Über seinen Werdegang – wie ich mich erinnerte – hatte mir Ecki bei einem unserer späteren Klassentreffen berichtet. Als Vater, der wie selbstverständlich sich erfolgreiche Nachkommen gewünscht hatte, gab er seiner Enttäuschung über die Berufswahl Ausdruck. Eine akademische Laufbahn seines Sohnes Maik hätte ihn mit Stolz erfüllt.
So aber hatte Maik Ende der siebziger Jahre nach der zehnten Klasse in einer Brandenburgischen Kleinstadt eine Lehre als Bankkaufmann bei der örtlichen Sparkasse aufgenommen, da sein Zensurendurchschnitt für einen Platz in der Erweiterten Oberschule mit Abi-Abschluss höchstens dazu ausgereicht hätte, sich vorzeitig zu verpflichten, um nach dem Abitur eine Offizierskariere bei der NVA anzutreten. Davor riet ihm Vater Ecki jedoch ab, was Maik schon insofern akzeptierte, da Khaki und Grünbunt nicht nach seinem Geschmack waren. Alsbald empfand er jedoch, dass er auch als läppischer Bankkaufmann wohl die Arschkarte gezogen hatte, wie er sich seinerzeit ausdrückte, da im A.- und B.-Staat dieser Beruf weder ein privilegiertes Image hatte noch Maiks monatliche Bedürfnisse abdeckte.Als Klempner zum Beispiel konnte man – wie sein Busenfreund Timmi – nach Feierabend noch richtig Knete machen – und das sei ja letztendlich der eigentliche Sinn eines Jobs. Sein einziger Trost war lediglich, dass man weder in anderer Leute Scheiße rumstochern musste, noch sich jedweden Witterungsunbilden aussetzen musste.
Doch es war schon ärgerlich, dass er die Gelegenheit nich wahrnehmen konnte, als ihm ein achtzigjähriger Nachbar, dem er ab und zu einen Gefallen tat, seinen erst fünf Jahre alten Trabi anbot, und das lediglich zum Neupreis. Er hatte eben das nötige Sümmchen nicht.
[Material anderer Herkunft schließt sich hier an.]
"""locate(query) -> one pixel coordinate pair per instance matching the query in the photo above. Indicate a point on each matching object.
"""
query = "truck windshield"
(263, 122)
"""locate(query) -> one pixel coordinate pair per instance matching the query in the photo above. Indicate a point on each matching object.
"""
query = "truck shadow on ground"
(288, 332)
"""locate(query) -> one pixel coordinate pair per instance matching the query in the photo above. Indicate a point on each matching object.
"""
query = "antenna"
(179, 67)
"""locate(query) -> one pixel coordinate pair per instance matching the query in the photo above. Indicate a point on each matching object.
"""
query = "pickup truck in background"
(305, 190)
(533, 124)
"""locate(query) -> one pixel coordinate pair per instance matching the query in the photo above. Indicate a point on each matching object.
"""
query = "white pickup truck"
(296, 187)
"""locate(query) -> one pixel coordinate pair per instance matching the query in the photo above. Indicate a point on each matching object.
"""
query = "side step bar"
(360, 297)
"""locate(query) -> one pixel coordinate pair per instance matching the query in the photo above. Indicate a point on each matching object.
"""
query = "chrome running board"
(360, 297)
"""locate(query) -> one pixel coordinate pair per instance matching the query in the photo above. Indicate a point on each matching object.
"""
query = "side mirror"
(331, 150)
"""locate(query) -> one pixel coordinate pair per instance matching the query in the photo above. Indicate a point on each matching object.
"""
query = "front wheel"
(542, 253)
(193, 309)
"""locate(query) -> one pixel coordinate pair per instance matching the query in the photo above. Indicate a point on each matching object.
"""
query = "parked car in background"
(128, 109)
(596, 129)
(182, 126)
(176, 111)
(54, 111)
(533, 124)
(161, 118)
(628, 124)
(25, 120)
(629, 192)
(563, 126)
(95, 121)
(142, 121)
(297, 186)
Für einen popligen Sparkassenangestellten war selbst so ein Schnäppchen unbezahlbar..
So dümpelte er dahin, und wenn er die flotte Frisörin Peggy nicht kennen gelernt hätte, die neunzig Prozent ihres damit hinreichenden Auskommens aus Trinkgeldern und Feierabendkundschaft bestritt, wären die Wochenenden samt der Disco-Abende recht ernüchternd ausgefallen.
Aus Dankbarkeit schwängerte er Peggy alsbald, um in der Folge noch rechtzeitig vor den Vaterfreuden in den Hafen der Ehe einzulaufen und damit das Recht auf Antrag für eine Wohnung zu erwerben.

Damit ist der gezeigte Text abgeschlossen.